If you’re experiencing sweating, try eating or drinking a sugary snack to raise your blood sugar. Then recheck your blood sugar in 15 minutes to see if symptoms are resolved.

Some people are more prone to low blood sugar than others. These include those who have long-term diabetes, or who use certain medications for other conditions.

8. Nausea

Nausea is one of the most common symptoms of hypoglycemia, which is defined as blood glucose below 70mg/dL. It can happen to anyone, even those who do not have diabetes.

It is often caused by a change in diet, such as going from eating a lot of carbohydrates to having little or no carbohydrates at all. It is also possible for some medications to cause nausea, including antidepressants and some chemotherapy drugs.

In addition, some people may have an underlying condition that causes their blood sugar to drop. In these cases, they will be given a special type of glucose test before and after food to check for the condition.

9. Loss of Appetite

Low blood sugar (hypoglycemia) is a serious condition that affects many people, especially those with diabetes. It can be triggered by several factors, such as insulin doses, missed meals, or exercise that depletes energy stores.
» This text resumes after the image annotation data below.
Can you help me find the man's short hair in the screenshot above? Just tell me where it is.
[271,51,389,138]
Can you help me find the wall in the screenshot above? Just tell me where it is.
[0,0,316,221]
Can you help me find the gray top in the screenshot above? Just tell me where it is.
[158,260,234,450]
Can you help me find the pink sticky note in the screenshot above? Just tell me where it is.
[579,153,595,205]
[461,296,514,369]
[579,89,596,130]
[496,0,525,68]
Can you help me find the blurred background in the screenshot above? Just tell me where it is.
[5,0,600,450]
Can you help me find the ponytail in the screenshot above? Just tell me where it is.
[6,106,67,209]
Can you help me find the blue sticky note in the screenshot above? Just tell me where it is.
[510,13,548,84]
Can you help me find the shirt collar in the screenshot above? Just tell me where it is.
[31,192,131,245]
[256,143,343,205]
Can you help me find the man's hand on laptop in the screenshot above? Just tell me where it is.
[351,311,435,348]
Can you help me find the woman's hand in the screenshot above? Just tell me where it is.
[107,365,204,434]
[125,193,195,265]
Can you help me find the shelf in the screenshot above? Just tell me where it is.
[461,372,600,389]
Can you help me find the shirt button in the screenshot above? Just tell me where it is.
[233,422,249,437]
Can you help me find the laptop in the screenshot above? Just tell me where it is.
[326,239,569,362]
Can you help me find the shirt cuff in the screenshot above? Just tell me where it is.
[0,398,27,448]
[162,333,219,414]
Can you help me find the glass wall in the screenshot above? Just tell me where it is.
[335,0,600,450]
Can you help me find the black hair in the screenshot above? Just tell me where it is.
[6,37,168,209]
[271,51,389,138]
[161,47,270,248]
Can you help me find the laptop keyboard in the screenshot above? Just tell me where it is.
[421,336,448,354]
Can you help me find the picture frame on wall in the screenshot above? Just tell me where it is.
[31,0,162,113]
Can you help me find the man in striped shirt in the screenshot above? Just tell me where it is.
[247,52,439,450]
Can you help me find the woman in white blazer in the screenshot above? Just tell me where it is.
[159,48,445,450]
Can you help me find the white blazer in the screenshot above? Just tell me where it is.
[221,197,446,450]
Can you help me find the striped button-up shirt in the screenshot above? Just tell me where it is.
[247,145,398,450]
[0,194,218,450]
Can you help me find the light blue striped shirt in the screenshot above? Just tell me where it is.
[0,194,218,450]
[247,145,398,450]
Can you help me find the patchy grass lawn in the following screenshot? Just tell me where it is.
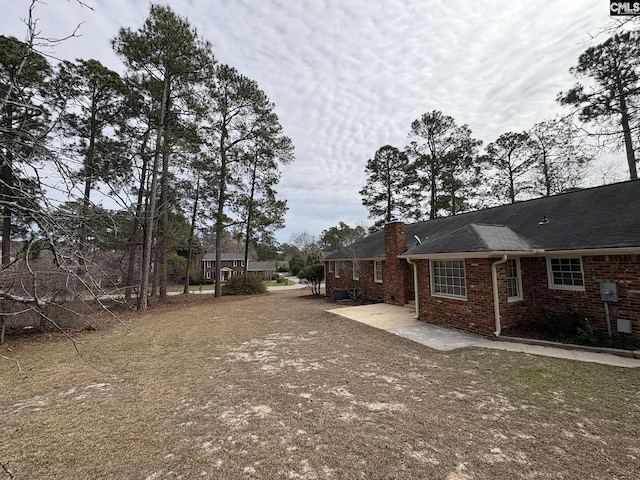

It can also be a sign of an underlying health problem, such as pancreatic cancer. That’s why it’s so important for patients to recognize the symptoms of hypoglycemia early, so they can act quickly before the situation gets worse.

The first thing to do if you think you have low blood sugar is to eat a small amount of food that contains a quick-acting form of glucose, such as fruit juice or hard candy. Check your blood sugar level again after 15 minutes to make sure it’s back up to normal.

10. Seizures

Seizures are the most serious symptom of hypoglycemia and can be fatal. They can cause a person to pass out, shake, see things that are not there, and feel confused.

People with diabetes are at increased risk of seizures, as their blood glucose levels can change quickly and easily. However, there are steps you can take to prevent this.

If you have diabetes, talk to your doctor about getting a blood sugar monitor. This device will help you detect low blood sugar and treat it quickly.

In a study, researchers examined the relationship between blood glucose levels and seizure threshold in adult rats. They found that the clonic flurothyl seizure threshold was lower in STZ-induced diabetic rats than in nondiabetic controls.